# (REQ) 1% Battery steps for CM7



## IRONMatt (Jun 6, 2011)

cant we keep these within the actual CM thread?


----------



## jthompson122183 (Jun 12, 2011)

my bad :-(


----------



## jthompson122183 (Jun 12, 2011)

Mods PLEASE remove this thread


----------



## Droid-Xer (Jun 7, 2011)

I dont see a need to merge/close. its in the Droid X section guys. Can't post everything CM related in the same CM thread. But I'm no mod here.


----------



## SyNiK4L (Jun 7, 2011)

ya ill leave it unless u guys really want me to move it. If i move it to the CM thread im afraid it will get lost in the 40+ pages that have been made in 1 day....imagine how many pages there will be in a week


----------



## jthompson122183 (Jun 12, 2011)

i was just asking to make this thread happy.....http://rootzwiki.com/showthread.php?427-NOTE-Quicher-Bichin!....dont want to make people think im a troll


----------



## SyNiK4L (Jun 7, 2011)

gotcha hang on something didnt work correctly when i tried to move it.
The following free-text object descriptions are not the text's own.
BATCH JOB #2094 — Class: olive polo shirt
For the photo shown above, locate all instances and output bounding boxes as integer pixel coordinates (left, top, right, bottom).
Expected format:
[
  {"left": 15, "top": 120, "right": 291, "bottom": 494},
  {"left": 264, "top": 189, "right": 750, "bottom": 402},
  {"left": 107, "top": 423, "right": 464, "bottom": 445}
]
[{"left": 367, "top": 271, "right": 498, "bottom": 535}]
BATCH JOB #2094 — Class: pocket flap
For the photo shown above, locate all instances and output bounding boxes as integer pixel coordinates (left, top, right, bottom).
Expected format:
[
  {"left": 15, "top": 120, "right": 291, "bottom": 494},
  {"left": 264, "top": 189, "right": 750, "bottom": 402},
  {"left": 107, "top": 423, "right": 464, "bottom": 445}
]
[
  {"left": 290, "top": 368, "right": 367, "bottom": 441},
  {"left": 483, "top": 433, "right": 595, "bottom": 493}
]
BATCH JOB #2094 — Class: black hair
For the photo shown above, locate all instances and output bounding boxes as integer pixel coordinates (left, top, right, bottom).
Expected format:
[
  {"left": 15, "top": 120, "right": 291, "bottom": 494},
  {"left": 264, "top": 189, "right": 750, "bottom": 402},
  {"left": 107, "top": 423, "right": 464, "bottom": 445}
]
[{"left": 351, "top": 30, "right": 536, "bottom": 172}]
But u may just need to repost it in the cm7 thread and ill delete this one.


----------



## Droid-Xer (Jun 7, 2011)

Its easier to close and redirect with a link than merge


----------



## SyNiK4L (Jun 7, 2011)

nvm i got it your post is moved to the cm7 thread...remember its in chronological order though...closing this one


----------